The FBI isn’t an agency known for sharing their secrets, but they are reservedly discussing one recent operation that went awry. It happened in the US, outside of a city. A tea of FBI agents were observing suspects, when they unexpectedly became the targets. Drones, several of them, buzzed over their position. Not only were they spotted, the agents were distracted.
“Soon they heard the buzz of small drones — and then the tiny aircraft were all around them, swooping past in a series of ‘high-speed low passes at the agents in the observation post to flush them,’ the head of the agency’s operational technology law unit told attendees of the AUVSI Xponential conference,” writes Defense One.
The agents had not prepared for the diversion. They were so focused on the drones, which were obviously filming their position and movements, that they lost track of the targets.
The FBI isn’t sharing much more than that, though they are talking about the need for new training and tactics to face criminals who are increasingly equipped with these sorts of technological advantages.
Joe Mazel, speaking on behalf of the agency, explained that “the suspects had backpacked the drones to the area in anticipation of the FBI’s arrival.

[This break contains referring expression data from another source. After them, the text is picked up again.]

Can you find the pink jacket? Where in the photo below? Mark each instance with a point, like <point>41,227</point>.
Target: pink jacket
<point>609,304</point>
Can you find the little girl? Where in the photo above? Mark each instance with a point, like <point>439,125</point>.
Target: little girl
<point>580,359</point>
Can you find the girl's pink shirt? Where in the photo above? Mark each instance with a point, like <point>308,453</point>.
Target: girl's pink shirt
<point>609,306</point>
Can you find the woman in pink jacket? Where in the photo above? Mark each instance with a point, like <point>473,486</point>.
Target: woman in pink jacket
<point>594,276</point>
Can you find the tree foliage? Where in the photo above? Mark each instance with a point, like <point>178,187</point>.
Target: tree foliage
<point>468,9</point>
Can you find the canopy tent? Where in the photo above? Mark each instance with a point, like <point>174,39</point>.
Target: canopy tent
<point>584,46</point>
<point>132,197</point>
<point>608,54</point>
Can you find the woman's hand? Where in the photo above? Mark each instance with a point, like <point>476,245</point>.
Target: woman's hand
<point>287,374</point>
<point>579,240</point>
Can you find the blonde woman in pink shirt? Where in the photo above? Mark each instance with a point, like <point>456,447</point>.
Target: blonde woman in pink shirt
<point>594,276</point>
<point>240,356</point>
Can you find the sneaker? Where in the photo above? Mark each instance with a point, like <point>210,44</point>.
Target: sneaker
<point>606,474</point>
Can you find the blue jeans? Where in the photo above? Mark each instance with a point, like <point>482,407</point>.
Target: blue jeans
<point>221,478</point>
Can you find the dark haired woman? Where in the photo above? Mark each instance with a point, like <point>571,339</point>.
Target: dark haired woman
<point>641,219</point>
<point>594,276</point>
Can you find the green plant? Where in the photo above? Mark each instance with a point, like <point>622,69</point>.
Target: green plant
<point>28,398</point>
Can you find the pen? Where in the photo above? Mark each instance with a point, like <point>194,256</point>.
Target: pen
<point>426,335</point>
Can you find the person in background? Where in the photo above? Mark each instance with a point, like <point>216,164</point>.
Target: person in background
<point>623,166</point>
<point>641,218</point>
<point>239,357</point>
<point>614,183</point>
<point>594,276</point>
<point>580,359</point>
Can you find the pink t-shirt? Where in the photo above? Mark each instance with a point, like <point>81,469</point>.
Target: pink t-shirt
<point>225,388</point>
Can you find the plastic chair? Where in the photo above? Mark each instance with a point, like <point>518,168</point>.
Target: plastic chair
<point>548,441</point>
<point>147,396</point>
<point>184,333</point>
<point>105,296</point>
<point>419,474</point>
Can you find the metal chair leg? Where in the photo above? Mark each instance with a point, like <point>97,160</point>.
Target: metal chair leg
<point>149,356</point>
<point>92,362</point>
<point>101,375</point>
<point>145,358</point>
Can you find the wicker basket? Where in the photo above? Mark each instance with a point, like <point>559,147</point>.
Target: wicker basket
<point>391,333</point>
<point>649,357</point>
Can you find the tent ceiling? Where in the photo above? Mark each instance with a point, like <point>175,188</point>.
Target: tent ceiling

Not only did they buzz the hostage rescue team, they also kept a continuous eye on the agents, feeding video to the group’s other members via YouTube.”
“They had people fly their own drones up and put the footage to YouTube so that the guys who had cellular access could go to the YouTube site and pull down the video,” he said.
This kind of intelligence gathering is spreading to other criminal activities, also. Mazel noted that some groups are monitoring police movements, keeping drones in the air above police stations to keep an eye on “who is going in and out of the facility and who might be co-operating with police.”
“In the Border Patrol,” Andrew Scharnweber, associate chief of U.S. Customs and Border Protection said, “we have struggled with scouts, human scouts that come across the border. They’re stationed on various mountaintops near the border and they would scout … to spot law enforcement and radio down to their counterparts to go around us. That activity has effectively been replaced by drones.”
At issue here is a unique problem. The technology is evolving so fast that tactics and counter-measures are unable to keep pace. That, though, pales in comparison to the slow pace of regulation. The criminals, though, are far more concerned with the first than they are with the second.